1. Intercessory prayer fuels our efforts (1 Timothy 2:1-8).

We pray for each other and for the lost, in every way we can. We believe we must talk to God about others before we talk to others about God.

2. Relational evangelism drives our efforts (Romans 1:16).

We believe that the Gospel is the power of God for the salvation of everyone who believes. We instill in our teenagers: 1) Gospel urgency, helping them understand why it’s important to share the Gospel in their circle of influence; 2) Gospel fluency, equipping them to master the message of the Gospel; and, 3) Gospel strategy, training them to share the Gospel in a clear and compelling way.

3. Leaders model and set the pace for our efforts (Luke 6:40).

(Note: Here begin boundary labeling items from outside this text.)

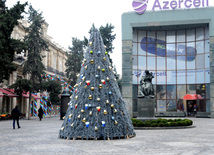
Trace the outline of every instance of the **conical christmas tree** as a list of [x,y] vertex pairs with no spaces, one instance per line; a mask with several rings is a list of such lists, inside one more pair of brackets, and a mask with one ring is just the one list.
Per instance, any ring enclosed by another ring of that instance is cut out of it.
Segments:
[[64,139],[120,139],[134,137],[108,53],[97,29],[89,45],[59,137]]

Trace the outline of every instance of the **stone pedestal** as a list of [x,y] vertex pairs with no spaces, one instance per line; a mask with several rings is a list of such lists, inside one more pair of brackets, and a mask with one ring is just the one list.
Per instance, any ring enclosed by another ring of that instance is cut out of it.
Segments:
[[141,117],[154,118],[155,117],[154,104],[155,104],[155,99],[138,98],[137,99],[137,105],[138,105],[137,118],[141,118]]

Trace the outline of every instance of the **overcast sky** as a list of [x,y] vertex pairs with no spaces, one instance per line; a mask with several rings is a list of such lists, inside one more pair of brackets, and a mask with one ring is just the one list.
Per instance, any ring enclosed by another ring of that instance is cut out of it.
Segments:
[[[27,0],[20,0],[21,3]],[[83,40],[89,38],[89,29],[92,24],[96,28],[107,23],[115,26],[113,63],[117,72],[122,73],[122,41],[121,15],[133,11],[133,0],[28,0],[33,8],[43,12],[43,17],[49,24],[48,35],[62,47],[72,46],[72,37]],[[149,2],[154,0],[149,0]],[[160,0],[163,1],[163,0]],[[206,0],[204,0],[206,1]],[[17,0],[7,0],[8,7],[16,4]],[[214,0],[209,0],[213,5]],[[27,10],[26,10],[27,11]]]

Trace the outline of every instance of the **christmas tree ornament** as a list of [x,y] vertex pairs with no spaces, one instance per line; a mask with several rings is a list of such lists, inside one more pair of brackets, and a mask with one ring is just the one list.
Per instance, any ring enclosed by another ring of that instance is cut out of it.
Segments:
[[92,98],[93,98],[92,95],[89,95],[89,96],[88,96],[88,99],[92,100]]
[[76,99],[76,100],[78,99],[78,95],[77,95],[77,96],[75,96],[75,99]]
[[107,114],[107,111],[106,111],[106,110],[103,110],[103,114],[106,115],[106,114]]
[[102,125],[103,125],[103,127],[105,127],[106,126],[106,122],[102,121]]
[[102,82],[103,84],[106,84],[106,81],[105,81],[104,79],[102,79],[101,82]]
[[102,85],[102,84],[99,84],[99,88],[100,88],[100,89],[103,88],[103,85]]
[[89,85],[90,85],[90,81],[89,81],[89,80],[87,80],[87,81],[86,81],[86,84],[89,86]]
[[89,122],[85,122],[85,125],[88,128],[89,127]]
[[85,104],[85,110],[87,110],[88,109],[88,104]]
[[91,64],[94,64],[94,60],[93,60],[93,59],[91,59],[90,63],[91,63]]
[[97,111],[100,112],[100,107],[96,107]]
[[83,123],[85,123],[85,122],[86,122],[86,119],[85,119],[85,118],[83,118],[83,119],[82,119],[82,122],[83,122]]

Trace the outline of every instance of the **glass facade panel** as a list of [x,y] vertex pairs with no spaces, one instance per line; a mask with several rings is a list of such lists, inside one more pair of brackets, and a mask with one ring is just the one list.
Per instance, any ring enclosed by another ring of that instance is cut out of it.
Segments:
[[[147,69],[153,73],[157,112],[188,111],[186,94],[200,94],[197,110],[210,105],[209,28],[176,31],[133,31],[133,87]],[[205,86],[205,88],[204,88]],[[137,94],[133,108],[137,108]]]
[[196,40],[204,40],[204,28],[196,29]]
[[156,69],[156,57],[147,57],[147,69],[148,70]]
[[195,41],[195,29],[188,29],[187,33],[187,42]]
[[166,112],[166,100],[157,100],[157,112]]
[[146,56],[138,56],[138,69],[146,69]]
[[165,31],[157,31],[157,43],[163,43],[166,41]]
[[185,42],[185,30],[178,30],[177,31],[177,42]]
[[177,71],[177,84],[186,84],[186,70]]
[[175,43],[175,31],[167,31],[166,43]]
[[204,53],[204,40],[196,42],[196,53]]
[[166,69],[166,58],[157,57],[157,70],[165,70],[165,69]]

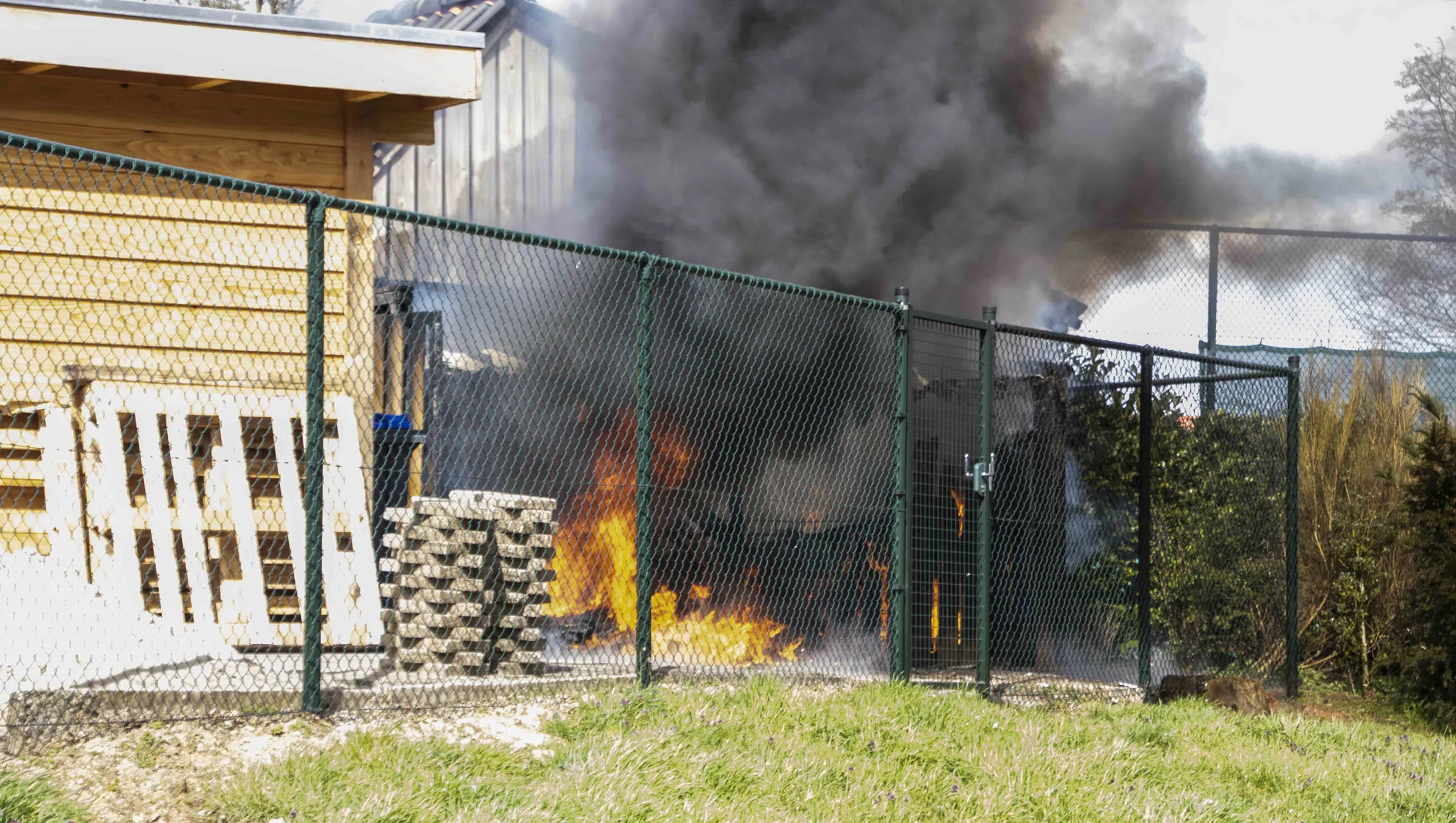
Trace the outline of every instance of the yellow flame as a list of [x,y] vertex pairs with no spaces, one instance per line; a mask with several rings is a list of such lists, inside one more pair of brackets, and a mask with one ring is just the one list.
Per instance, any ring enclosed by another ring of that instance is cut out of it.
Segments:
[[964,537],[965,536],[965,498],[961,497],[961,492],[955,491],[954,488],[951,489],[951,497],[955,500],[955,523],[957,523],[955,536],[957,537]]

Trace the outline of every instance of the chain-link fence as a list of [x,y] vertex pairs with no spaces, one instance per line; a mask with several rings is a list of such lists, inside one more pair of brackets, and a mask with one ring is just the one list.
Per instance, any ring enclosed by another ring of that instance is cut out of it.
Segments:
[[[1296,371],[923,313],[914,329],[917,677],[1008,699],[1136,701],[1174,673],[1297,689]],[[1214,409],[1213,389],[1241,402]]]
[[[1277,610],[1190,581],[1284,591],[1283,367],[1137,383],[1117,344],[6,134],[0,237],[7,740],[1277,657]],[[1259,389],[1214,420],[1210,380]],[[1139,505],[1144,401],[1179,469]]]

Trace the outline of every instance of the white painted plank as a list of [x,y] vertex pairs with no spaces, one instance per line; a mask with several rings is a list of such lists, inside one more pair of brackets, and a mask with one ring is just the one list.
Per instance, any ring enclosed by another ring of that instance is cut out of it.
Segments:
[[523,157],[526,229],[540,230],[550,214],[550,52],[546,44],[524,38]]
[[441,131],[444,112],[435,112],[435,141],[430,146],[415,146],[415,185],[418,186],[418,211],[444,214],[444,179],[440,168]]
[[[137,449],[141,452],[141,482],[147,495],[147,527],[151,530],[151,554],[157,567],[162,622],[181,626],[186,623],[186,609],[182,606],[182,575],[172,552],[172,513],[167,510],[167,479],[157,430],[162,403],[150,392],[132,392],[127,405],[137,418]],[[182,491],[178,489],[179,497]]]
[[230,398],[218,403],[221,443],[218,444],[214,472],[223,472],[227,488],[227,503],[233,514],[233,530],[237,536],[237,559],[243,570],[242,586],[234,590],[239,622],[246,623],[253,642],[269,642],[272,629],[268,623],[268,597],[264,593],[264,567],[258,556],[258,530],[253,524],[252,494],[248,487],[248,460],[243,452],[243,428],[237,406]]
[[[298,460],[293,453],[293,418],[297,403],[288,398],[275,398],[269,417],[274,428],[274,456],[278,460],[278,487],[282,495],[284,521],[288,526],[288,554],[293,558],[293,583],[297,587],[298,603],[304,605],[307,555],[307,523],[303,511],[303,492],[298,487]],[[329,602],[325,587],[325,603]],[[332,612],[332,609],[331,609]]]
[[[354,420],[354,398],[338,395],[332,401],[335,420]],[[355,635],[349,642],[376,644],[381,642],[384,635],[379,613],[379,568],[374,564],[374,540],[370,536],[368,507],[364,500],[363,452],[358,431],[352,425],[339,427],[336,454],[342,481],[339,508],[348,516],[349,537],[354,543],[351,606],[364,629],[364,637]]]
[[339,38],[71,12],[0,6],[0,60],[453,101],[475,99],[479,84],[479,44]]
[[45,520],[51,559],[61,564],[66,571],[84,572],[80,470],[76,463],[76,433],[71,428],[68,408],[45,406],[39,443],[41,463],[45,468]]
[[498,111],[499,134],[499,221],[508,229],[524,227],[526,220],[526,165],[523,143],[526,140],[526,93],[521,63],[526,55],[526,38],[514,31],[501,41]]
[[178,485],[176,517],[186,561],[186,584],[192,590],[192,623],[199,631],[220,634],[213,610],[213,584],[207,574],[207,545],[202,539],[202,510],[197,503],[197,476],[188,441],[188,402],[182,392],[165,395],[167,443],[172,447],[172,479]]
[[577,76],[571,66],[550,58],[550,205],[569,208],[577,192]]
[[111,532],[111,540],[98,535],[93,554],[100,555],[103,570],[98,583],[108,597],[115,597],[127,612],[143,612],[141,564],[137,562],[137,533],[131,524],[131,501],[127,500],[127,456],[121,444],[121,421],[116,417],[116,396],[111,390],[92,389],[92,412],[96,422],[92,443],[98,454],[96,501],[102,530]]
[[443,112],[444,216],[470,220],[470,109],[454,106]]

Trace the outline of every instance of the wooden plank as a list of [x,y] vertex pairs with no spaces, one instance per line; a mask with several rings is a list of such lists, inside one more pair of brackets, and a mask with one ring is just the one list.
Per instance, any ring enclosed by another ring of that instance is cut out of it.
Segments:
[[[0,58],[6,60],[459,101],[475,99],[480,54],[479,48],[448,44],[20,6],[0,6],[0,31],[9,35],[0,44]],[[125,48],[96,44],[125,44]]]
[[[98,559],[96,583],[106,597],[125,612],[141,612],[141,564],[137,562],[137,535],[131,523],[131,500],[127,495],[127,456],[121,444],[121,422],[112,392],[92,389],[92,418],[87,452],[96,454],[96,466],[87,478],[96,476],[89,488],[87,505],[95,507],[92,555]],[[111,539],[106,539],[111,532]]]
[[227,508],[233,516],[237,559],[243,571],[237,600],[230,605],[230,610],[236,612],[237,622],[248,625],[250,635],[258,637],[268,631],[268,602],[264,597],[264,567],[258,556],[258,529],[248,487],[248,460],[243,457],[242,421],[237,409],[229,408],[230,405],[224,396],[218,409],[221,438],[214,450],[217,465],[213,470],[221,473],[227,489]]
[[0,427],[0,450],[44,449],[44,428]]
[[[0,252],[303,269],[307,230],[4,208]],[[344,271],[345,239],[325,236],[326,271]]]
[[[22,160],[12,157],[10,162],[16,163]],[[108,173],[115,176],[115,172]],[[169,191],[147,195],[118,192],[106,188],[7,186],[0,188],[0,207],[307,230],[304,208],[301,205],[266,198],[240,200],[227,192],[201,188],[189,189],[183,194]],[[326,229],[329,232],[342,232],[344,216],[331,211]]]
[[405,98],[384,98],[360,106],[363,125],[376,143],[422,146],[435,140],[434,112]]
[[172,479],[178,487],[176,529],[182,533],[182,556],[186,561],[188,588],[192,590],[192,622],[213,637],[221,637],[217,612],[213,607],[213,586],[207,572],[207,543],[202,540],[202,513],[197,501],[197,476],[188,443],[188,403],[182,392],[163,395],[167,443],[172,444]]
[[444,178],[440,163],[441,130],[444,112],[435,112],[435,140],[430,146],[415,147],[415,210],[425,214],[444,214]]
[[45,409],[41,428],[45,446],[45,532],[51,556],[63,570],[86,571],[86,543],[82,533],[82,497],[76,462],[76,433],[70,409],[52,405]]
[[[329,399],[336,420],[354,417],[354,399],[348,395],[335,395]],[[383,639],[384,625],[380,619],[379,568],[374,564],[374,542],[370,536],[368,503],[364,497],[364,463],[358,433],[339,427],[336,446],[336,460],[341,481],[338,510],[348,519],[349,542],[354,545],[351,597],[347,603],[352,613],[352,623],[363,629],[363,637],[351,634],[348,642],[376,644]],[[335,629],[335,638],[339,638]],[[344,642],[341,638],[335,642]]]
[[344,147],[342,102],[0,74],[0,128],[16,119]]
[[501,61],[492,50],[480,79],[480,99],[470,103],[470,218],[494,226],[499,221],[498,86]]
[[7,118],[4,128],[26,137],[55,140],[245,181],[294,188],[344,188],[344,149],[338,146],[20,118]]
[[[475,105],[475,103],[470,103]],[[440,150],[444,157],[443,216],[470,220],[470,109],[454,106],[440,112]]]
[[[307,310],[301,269],[242,268],[0,252],[0,294],[179,304],[262,312]],[[323,281],[323,310],[345,310],[344,278]]]
[[[167,510],[166,469],[162,465],[162,436],[157,428],[162,403],[146,392],[131,393],[122,401],[124,408],[137,420],[137,450],[141,456],[147,529],[151,532],[162,621],[170,626],[181,626],[186,622],[186,615],[182,610],[182,570],[178,568],[176,554],[172,551],[172,516]],[[183,492],[185,488],[178,487],[178,495],[183,497]]]
[[526,227],[537,229],[550,214],[550,51],[534,38],[524,38],[521,77],[526,87],[521,112],[523,184]]
[[[326,315],[323,323],[325,351],[344,353],[348,319]],[[306,338],[304,316],[293,312],[0,297],[6,342],[301,354]]]
[[[288,556],[293,562],[293,580],[301,587],[306,580],[306,555],[304,546],[307,545],[304,511],[303,511],[303,491],[298,487],[298,463],[293,453],[293,418],[296,415],[296,403],[290,402],[287,398],[275,398],[272,408],[269,409],[269,417],[272,418],[272,433],[274,433],[274,454],[278,462],[278,487],[282,494],[282,510],[288,530]],[[328,591],[328,580],[325,580],[325,599],[332,600],[331,591]]]
[[577,191],[577,76],[571,66],[550,58],[550,205],[565,210]]
[[520,229],[526,220],[526,165],[523,143],[526,140],[526,95],[521,63],[524,61],[526,38],[513,31],[499,45],[499,204],[501,226]]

We recruit, equip, and mobilize adult and student leaders who are willing to pray for the lost, live and give the Gospel, and make disciples in the power of the Holy Spirit. We believe that these leaders set the pace and create the culture for effective evangelism and disciple-making.

4. A disciple-multiplication strategy guides our efforts (2 Timothy 2:2).

We won’t stop until every unbeliever is a believer and every believer is a disciple-maker. When a teenager puts their trust in Christ, we want to see them grow in Christ. As much as possible, we will help teenagers reach and disciple their own friends, training them to also be disciple-makers.

5. A bold vision focuses our efforts (Acts 1:8).

We have a bold vision that starts across the street, reaching teenagers at the schools near us (our “Jerusalem”). We will work to deploy teenagers at every school to be campus missionaries and reach their peers with the message of Jesus. We have a bold vision that extends “across the tracks” to socio-economic areas that are different than ours (our “Samaria”). We will send our teenagers out consistently to be ambassadors of hope to teens who are not like us but need the Gospel just the same. Finally, we have a bold vision that expands across the world. We will consistently challenge our teenagers to take the Gospel to different cultures in other parts of the world (“the ends of the earth”).

6. Biblical outcomes measure our efforts (Acts 2:41).

Just as the early church measured their impact through numbers of baptisms and new converts being made and multiplied, we gauge our effectiveness by both qualitative (deeper spiritual maturity, fruit of the Spirit) and quantitative (new converts, baptisms, number of Gospel conversations) measures.

7. Ongoing programs reflect the goal of our efforts (Acts 6:1-4).

We will ensure that our weekly, monthly, and annual programs focus on intercessory prayer, evangelism, and disciple-multiplication, with the goal of advancing the Gospel in and through our teenagers. We will consistently proclaim the Gospel at our meetings and equip our students to do the same in their spheres of influence.